The Real Movie Stars of Patient Safety

By Michael Kantrowitz DO (Guest Author, and Chief Resident at Maimonides Medical Center)

It was exciting to be part of the filming of “Breaking the Wall of Silence” a few weeks ago as the filmmakers followed Dave Mayer up to New York where he met with leadership from the Committee of Interns and Residents (CIR).  The next day they came to Brooklyn and followed me around the hospital where I work, Maimonides Medical Center.  In a paradoxical way it was fun (albeit a little nerve-wracking) to be involved in the filming.  The documentary is casting light on some very serious issues regarding transparency and safety in healthcare and it was a privilege to be able to discuss some of the hurdles residents face in being part of the next generation of physicians who will need to address these issues.  There were a few residents who had “cameos” in the filming, who I also wanted to recognize: Drs. Steven Shamah, Nidhi Shah, and Prasun Shah.  They are three of the incredible residents I get to work with everyday, and are proof that there is a changing cultural tide in our cohort of physicians.  As we were filmed on rounds, we discussed safety issues such as the importance of accurate medication reconciliation and fall prevention.
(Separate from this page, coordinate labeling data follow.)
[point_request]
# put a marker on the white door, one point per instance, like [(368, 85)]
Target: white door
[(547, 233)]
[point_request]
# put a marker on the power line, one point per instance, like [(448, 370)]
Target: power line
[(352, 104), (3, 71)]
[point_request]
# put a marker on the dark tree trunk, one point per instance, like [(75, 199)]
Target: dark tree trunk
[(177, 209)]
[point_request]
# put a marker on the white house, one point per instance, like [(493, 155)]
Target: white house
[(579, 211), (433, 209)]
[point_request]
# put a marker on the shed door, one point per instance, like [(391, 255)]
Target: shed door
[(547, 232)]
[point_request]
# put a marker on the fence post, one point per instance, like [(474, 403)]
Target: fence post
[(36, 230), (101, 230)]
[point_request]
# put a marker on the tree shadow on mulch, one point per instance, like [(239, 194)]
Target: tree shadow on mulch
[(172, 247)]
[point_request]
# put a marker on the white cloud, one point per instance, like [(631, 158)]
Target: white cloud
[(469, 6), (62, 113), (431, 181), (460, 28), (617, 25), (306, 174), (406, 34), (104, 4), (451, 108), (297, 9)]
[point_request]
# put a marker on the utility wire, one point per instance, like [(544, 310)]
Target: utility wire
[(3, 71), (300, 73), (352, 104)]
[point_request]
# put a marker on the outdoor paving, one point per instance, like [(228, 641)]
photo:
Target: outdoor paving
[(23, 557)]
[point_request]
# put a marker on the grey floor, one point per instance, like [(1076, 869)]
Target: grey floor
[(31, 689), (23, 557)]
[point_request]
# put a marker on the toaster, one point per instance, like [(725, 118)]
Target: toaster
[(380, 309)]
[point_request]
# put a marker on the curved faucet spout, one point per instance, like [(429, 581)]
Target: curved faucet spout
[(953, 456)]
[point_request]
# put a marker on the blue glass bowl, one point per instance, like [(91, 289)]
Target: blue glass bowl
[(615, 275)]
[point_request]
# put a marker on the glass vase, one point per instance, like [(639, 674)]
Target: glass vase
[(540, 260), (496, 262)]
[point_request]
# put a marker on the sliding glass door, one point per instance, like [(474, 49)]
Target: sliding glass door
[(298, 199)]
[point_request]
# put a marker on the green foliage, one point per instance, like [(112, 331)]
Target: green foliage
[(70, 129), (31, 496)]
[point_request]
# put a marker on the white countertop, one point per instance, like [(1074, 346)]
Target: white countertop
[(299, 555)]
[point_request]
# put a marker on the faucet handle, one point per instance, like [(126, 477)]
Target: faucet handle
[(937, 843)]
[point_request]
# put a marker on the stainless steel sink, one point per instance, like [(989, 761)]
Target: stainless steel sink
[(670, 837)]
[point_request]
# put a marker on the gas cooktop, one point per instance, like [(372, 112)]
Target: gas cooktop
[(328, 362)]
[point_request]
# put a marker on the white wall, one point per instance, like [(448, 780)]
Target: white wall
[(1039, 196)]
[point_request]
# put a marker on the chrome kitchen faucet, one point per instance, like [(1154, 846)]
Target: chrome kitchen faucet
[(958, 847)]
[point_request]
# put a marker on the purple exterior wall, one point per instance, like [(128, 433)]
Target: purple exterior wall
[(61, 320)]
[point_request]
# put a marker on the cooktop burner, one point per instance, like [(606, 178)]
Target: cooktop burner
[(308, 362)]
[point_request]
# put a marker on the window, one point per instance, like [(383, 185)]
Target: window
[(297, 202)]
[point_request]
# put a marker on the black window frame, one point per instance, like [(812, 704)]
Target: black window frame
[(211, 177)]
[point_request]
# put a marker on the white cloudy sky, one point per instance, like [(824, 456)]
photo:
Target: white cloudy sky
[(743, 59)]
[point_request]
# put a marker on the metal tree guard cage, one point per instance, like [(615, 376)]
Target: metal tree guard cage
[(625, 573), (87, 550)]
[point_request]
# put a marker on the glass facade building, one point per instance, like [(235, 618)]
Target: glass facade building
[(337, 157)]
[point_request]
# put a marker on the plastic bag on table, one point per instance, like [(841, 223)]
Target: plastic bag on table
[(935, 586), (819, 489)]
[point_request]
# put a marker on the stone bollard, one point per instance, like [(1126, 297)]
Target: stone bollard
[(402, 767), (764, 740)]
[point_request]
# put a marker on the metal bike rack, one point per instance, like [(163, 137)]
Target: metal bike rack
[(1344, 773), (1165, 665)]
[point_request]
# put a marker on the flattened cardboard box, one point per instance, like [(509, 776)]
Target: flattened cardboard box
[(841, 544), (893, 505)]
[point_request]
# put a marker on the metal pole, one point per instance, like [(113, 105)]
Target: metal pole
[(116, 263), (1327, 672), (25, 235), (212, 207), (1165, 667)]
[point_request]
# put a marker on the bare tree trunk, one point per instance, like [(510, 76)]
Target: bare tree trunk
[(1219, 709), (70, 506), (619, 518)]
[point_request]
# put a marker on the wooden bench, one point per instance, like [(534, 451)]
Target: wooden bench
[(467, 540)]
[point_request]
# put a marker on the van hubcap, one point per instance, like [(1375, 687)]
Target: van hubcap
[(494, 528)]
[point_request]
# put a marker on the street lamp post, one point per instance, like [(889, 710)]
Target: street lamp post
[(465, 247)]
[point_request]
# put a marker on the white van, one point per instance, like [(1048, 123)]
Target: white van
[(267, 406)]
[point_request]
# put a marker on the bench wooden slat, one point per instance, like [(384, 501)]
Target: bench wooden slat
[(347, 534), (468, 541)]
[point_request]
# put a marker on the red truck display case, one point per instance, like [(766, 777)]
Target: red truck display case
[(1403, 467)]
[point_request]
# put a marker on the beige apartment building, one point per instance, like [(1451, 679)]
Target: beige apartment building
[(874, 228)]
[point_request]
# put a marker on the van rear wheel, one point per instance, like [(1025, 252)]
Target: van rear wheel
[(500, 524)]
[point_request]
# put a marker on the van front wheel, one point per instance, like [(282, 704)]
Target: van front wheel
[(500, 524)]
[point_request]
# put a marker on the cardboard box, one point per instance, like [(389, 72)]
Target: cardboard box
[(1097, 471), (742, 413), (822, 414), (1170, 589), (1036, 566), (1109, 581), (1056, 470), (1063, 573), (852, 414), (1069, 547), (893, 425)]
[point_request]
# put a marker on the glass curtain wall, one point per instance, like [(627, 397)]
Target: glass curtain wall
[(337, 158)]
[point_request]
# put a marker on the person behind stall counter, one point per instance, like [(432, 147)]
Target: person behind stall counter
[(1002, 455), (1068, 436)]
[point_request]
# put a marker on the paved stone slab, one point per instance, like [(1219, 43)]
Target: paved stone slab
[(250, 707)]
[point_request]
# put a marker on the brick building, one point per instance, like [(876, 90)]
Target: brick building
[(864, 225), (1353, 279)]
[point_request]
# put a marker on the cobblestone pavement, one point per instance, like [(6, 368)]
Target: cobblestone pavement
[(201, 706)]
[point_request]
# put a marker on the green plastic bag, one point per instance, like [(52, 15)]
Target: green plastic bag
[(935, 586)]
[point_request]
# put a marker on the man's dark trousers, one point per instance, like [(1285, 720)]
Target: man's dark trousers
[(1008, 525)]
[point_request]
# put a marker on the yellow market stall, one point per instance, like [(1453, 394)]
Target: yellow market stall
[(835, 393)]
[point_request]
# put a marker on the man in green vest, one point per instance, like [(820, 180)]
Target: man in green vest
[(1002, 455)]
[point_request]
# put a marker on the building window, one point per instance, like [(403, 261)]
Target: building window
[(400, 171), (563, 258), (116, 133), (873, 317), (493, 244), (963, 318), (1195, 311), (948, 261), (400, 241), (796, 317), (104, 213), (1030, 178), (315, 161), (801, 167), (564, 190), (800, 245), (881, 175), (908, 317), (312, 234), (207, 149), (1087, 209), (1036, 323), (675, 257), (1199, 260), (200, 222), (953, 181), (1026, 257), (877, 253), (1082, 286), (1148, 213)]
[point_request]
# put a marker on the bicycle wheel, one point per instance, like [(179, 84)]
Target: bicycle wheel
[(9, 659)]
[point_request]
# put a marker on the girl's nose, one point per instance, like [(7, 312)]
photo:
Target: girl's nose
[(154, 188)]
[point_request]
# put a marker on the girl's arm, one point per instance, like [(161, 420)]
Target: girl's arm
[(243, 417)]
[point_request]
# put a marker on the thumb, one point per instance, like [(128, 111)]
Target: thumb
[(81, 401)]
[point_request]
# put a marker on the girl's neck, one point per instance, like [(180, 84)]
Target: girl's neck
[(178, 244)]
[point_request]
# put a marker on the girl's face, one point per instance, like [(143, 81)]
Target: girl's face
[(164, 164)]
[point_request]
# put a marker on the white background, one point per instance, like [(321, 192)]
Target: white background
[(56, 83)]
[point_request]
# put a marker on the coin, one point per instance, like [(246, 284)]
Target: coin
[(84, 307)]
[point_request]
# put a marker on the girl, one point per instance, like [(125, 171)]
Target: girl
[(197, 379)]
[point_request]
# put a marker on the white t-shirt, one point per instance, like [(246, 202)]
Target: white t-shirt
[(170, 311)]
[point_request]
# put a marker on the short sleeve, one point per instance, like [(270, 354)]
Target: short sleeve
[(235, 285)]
After participating in the Telluride Patient Safety Roundtable last summer, I have tried to integrate what I learned into my role as chief resident.  As a result, I changed much of how I approach patient safety and care quality concerns involving residents from looking to find individual fault to identifying system failures.  That hasn’t happened overnight and I certainly have not perfected this approach, but not surprisingly I’ve found that it more effectively engages residents in the process, as opposed to putting them on the defensive.  In academic medical centers, residents are the front line physician staff.  They typically evaluate patients before the attending physician, and are often the first to respond to acute changes in a patient’s status.  I’ve always enjoyed the opportunity to beat the attending to the diagnosis or stabilize a patient before they arrive because I think it has led to my own growth and independence as a physician.  With such high stakes, however, it is really important to have a clinical environment in which to identify and learn from errors without fear of reprimand or ridicule.  I’ve been fortunate to train in such an environment alongside colleagues like Steven, Nidhi, and Prasun.